In my last post, we looked at the subject of Fasting & the Shabbat in Yesha’yahu 58:1-14. In this post, we will begin to explore the issue of Sin, Confession & Redemption ~ Part 1 in Yesha’yahu 59:1-11.
The same people who had been fasting and worshiping, fellowshipping, and studying in Chapter 58 were also praying. But they weren’t being heard. The people complained that the Lord could not rescue them, but the real problem was that they had not repented (as we will learn later in 59:20) and were still living in sin.
Yesha’yahu 58 concluded with the assurance that the Lord would fulfill His promises to Isra’el: “I will make you ride on the heights of the land and feed you with the heritage of your ancestor Ya’akov, for the mouth of Adonai has spoken” ~ Yesha’yahu 58:14 (CJB). Chapter 59 deals with Isra’el’s national salvation.
1 Adonai’s arm is not too short to save, nor is His ear too dull to hear.
This prophecy begins with an affirmation that God can hear and act, characteristics that contrast with the powerless idols that tempted Isra’el (cf. 44:6-23).
2 Rather, it is your own crimes that separate you from your God; your sins have hidden His face from you so that He doesn’t hear.
Despite what the people of Yehuda may have thought, God had not suddenly become impotent, nor did He get thrashed by the pagan God. It was the sins of the people that separated them from God; this was why he had refused to hear their prayers. He was unwilling to bless them regardless of their actions. They were the problem, not Him.
3 For your hands are stained with blood and your fingers with crime; your lips speak lies, your tongues utter wicked things. 4 No one sues with just cause, no one pleads honestly in court, they trust in empty words and say worthless things; they conceive trouble and give birth to evil.
Just some of their sins that separated God from His people are listed in these two verses. The list begins with acts of violence and moves on to deceit and injustice. They were guilty in thought and action.
5 They hatch viper eggs and spin spiderwebs; whoever eats their eggs dies, and the crushed egg hatches a snake. 6 Their webs are useless as clothing; their deeds are useless for wearing; their deeds are deeds of wickedness; their hands produce violence. 7 Their feet run to evil; they rush to shed innocent blood; their thoughts are thoughts of wickedness; their paths lead to havoc and ruin.
Once again, the prophecy emphasizes that people are sinful in thought and deed. Indeed, they do not merely walk in the advice of the wicked (Psalm 1:1); they show their eagerness when they run after evil.
8 The way of shalom they do not know, their goings-about obey no law; they make devious paths for themselves; no one treading them will ever know shalom.
Yesha’yahu used the words way and paths to refer to the course of a person’s life. The first nine chapters of Proverbs talk about two paths, a straight path that leads to God and life, and a crooked path that leads to death. Yesha’yahu described God’s people as choosing the latter, and thus they were headed toward death, i.e., they will not know shalom.
At last, the people acknowledge the consequences of their sin. They want justice but don’t have it. They want direction but lack it, for they continue in their sinfulness.

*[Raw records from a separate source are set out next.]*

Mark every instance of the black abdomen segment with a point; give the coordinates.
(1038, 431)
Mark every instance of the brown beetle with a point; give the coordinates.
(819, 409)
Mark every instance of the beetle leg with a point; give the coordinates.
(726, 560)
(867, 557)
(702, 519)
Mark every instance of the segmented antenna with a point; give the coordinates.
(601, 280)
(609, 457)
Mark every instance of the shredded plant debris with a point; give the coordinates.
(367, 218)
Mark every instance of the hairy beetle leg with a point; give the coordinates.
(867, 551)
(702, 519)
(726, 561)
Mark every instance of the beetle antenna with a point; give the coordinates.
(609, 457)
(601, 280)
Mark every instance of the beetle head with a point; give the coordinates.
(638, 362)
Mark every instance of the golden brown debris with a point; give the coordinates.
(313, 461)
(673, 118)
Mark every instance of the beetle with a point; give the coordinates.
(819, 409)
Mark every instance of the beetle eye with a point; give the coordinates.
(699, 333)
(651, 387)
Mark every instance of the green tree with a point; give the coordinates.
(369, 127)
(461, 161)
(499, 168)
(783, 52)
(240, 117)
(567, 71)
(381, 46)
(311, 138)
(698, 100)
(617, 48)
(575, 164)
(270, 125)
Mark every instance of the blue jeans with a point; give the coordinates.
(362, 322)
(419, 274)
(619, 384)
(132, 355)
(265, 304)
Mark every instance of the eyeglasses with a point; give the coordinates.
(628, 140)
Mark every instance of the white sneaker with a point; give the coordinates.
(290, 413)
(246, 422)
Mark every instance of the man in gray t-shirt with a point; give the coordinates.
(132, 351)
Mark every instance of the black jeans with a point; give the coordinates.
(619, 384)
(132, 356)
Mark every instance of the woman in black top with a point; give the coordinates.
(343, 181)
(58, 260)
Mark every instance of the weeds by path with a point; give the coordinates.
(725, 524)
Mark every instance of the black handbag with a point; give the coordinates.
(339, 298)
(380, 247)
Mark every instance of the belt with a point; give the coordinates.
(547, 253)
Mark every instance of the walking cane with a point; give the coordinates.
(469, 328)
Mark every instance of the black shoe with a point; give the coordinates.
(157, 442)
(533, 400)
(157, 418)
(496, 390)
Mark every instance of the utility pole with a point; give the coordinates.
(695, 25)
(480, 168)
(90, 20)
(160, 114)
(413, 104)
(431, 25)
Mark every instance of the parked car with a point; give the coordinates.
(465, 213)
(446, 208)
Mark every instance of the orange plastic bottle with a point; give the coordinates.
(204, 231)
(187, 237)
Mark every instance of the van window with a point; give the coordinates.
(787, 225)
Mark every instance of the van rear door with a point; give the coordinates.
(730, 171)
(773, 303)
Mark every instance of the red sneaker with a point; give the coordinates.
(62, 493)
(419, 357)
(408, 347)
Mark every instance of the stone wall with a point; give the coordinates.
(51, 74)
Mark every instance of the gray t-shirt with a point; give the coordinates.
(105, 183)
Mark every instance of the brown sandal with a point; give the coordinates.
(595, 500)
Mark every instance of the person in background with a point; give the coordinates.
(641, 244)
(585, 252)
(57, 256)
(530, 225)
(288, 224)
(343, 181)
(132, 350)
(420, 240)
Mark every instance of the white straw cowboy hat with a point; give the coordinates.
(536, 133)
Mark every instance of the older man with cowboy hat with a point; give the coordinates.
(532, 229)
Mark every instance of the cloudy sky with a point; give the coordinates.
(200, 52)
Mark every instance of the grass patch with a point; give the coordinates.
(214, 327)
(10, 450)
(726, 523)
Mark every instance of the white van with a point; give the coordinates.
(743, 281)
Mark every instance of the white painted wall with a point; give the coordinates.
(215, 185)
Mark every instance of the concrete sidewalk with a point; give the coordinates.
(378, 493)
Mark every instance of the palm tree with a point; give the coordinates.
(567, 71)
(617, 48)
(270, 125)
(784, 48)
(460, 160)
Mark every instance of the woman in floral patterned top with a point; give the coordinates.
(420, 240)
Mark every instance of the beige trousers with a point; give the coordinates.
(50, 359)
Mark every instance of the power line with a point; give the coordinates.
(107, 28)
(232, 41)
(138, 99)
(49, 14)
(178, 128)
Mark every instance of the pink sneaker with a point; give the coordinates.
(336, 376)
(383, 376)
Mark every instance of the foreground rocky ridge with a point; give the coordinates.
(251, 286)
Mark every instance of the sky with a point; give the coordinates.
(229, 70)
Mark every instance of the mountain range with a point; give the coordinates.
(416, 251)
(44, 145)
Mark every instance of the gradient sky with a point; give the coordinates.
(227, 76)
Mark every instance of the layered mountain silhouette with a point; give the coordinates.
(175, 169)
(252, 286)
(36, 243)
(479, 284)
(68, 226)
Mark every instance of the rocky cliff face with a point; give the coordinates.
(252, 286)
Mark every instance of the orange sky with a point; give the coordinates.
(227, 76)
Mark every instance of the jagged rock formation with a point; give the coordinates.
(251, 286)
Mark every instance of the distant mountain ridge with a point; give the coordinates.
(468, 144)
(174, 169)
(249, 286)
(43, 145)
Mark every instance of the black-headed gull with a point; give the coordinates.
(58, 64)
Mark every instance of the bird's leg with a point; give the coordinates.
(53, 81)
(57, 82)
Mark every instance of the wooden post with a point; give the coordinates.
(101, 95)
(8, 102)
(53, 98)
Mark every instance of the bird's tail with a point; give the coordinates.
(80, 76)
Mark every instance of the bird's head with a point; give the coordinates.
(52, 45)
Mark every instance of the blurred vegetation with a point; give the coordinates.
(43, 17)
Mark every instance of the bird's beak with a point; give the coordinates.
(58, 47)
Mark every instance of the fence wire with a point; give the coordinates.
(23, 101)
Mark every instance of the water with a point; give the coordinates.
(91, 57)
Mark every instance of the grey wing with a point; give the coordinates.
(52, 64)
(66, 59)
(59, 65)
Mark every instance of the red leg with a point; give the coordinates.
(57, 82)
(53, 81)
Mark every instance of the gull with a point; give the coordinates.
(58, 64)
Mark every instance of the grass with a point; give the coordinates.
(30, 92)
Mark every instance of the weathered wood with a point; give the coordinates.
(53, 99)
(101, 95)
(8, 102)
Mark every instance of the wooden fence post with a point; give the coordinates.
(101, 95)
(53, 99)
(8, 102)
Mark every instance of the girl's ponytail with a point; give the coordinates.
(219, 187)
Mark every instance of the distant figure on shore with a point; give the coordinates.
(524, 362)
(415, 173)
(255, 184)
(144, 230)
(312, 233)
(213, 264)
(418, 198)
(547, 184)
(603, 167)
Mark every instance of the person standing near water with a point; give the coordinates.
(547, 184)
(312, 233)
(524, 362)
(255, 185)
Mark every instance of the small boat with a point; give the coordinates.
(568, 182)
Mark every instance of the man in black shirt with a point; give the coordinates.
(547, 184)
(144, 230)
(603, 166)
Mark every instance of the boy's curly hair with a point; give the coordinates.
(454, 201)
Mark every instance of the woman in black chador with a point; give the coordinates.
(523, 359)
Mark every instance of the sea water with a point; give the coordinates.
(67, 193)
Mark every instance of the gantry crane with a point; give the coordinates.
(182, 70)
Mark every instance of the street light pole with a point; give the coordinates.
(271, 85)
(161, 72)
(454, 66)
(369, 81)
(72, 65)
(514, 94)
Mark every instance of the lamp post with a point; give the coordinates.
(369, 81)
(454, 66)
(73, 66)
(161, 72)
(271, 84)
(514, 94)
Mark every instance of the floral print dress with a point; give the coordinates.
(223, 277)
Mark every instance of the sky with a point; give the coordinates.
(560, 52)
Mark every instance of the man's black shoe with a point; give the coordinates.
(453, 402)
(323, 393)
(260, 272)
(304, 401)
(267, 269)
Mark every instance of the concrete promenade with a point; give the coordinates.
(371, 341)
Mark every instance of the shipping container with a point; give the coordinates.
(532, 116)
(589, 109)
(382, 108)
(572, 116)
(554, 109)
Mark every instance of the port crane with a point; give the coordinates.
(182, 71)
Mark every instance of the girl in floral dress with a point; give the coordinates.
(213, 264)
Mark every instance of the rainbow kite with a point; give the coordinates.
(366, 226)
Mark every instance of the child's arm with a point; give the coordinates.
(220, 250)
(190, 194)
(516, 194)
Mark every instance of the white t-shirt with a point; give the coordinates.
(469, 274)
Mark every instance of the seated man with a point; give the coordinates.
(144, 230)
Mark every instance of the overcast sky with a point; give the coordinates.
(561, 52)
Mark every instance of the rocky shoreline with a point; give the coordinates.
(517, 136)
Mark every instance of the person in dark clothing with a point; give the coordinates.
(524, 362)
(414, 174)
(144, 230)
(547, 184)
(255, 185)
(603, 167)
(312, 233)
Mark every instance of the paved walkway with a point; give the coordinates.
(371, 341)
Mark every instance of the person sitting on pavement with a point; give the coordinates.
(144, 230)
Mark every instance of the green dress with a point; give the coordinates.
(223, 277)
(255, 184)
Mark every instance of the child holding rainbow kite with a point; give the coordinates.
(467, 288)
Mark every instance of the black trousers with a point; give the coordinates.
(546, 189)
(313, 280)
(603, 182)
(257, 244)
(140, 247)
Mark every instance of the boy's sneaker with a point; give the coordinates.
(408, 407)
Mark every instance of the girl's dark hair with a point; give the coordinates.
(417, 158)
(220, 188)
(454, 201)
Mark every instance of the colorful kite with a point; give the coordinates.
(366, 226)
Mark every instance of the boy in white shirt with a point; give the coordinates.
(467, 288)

9 This is why justice is far from us, and righteousness doesn’t catch up with us; we look for light, but see only darkness, for brightness, but we walk in gloom.
Note the transition from third person plural speech (they) to first person (us) that begins in this verse and continues for the rest of our passage. Yesha’yahu included himself along with the people. Since the content of these verses acknowledges the people’s sinfulness, it may be that the righteous are among those who are speaking here.
10 We grope for the wall like the blind; like people without eyes, we feel our way; we stumble at noonday as if it were dusk, we are in dark places like the dead.
Chapter 58 has already described the way to light in obedience to God, but they appear incapable of getting there on their own. While God’s hand of salvation could reach the people, Yehuda‘s citizens had convinced themselves that they were innocent and didn’t need it. The truth was that they were like the blind; they were in dark places like the dead.
11 We growl, all of us, like bears and moan pitifully like doves; we look for justice, but there is none; for salvation, but it is far from us. ~ Isaiah 59:1-11 (CJB)
Bears growl out of anger, and doves make a sound like the moans to a suffering person. These metaphors suggest that God’s people were angry and sad about their present state.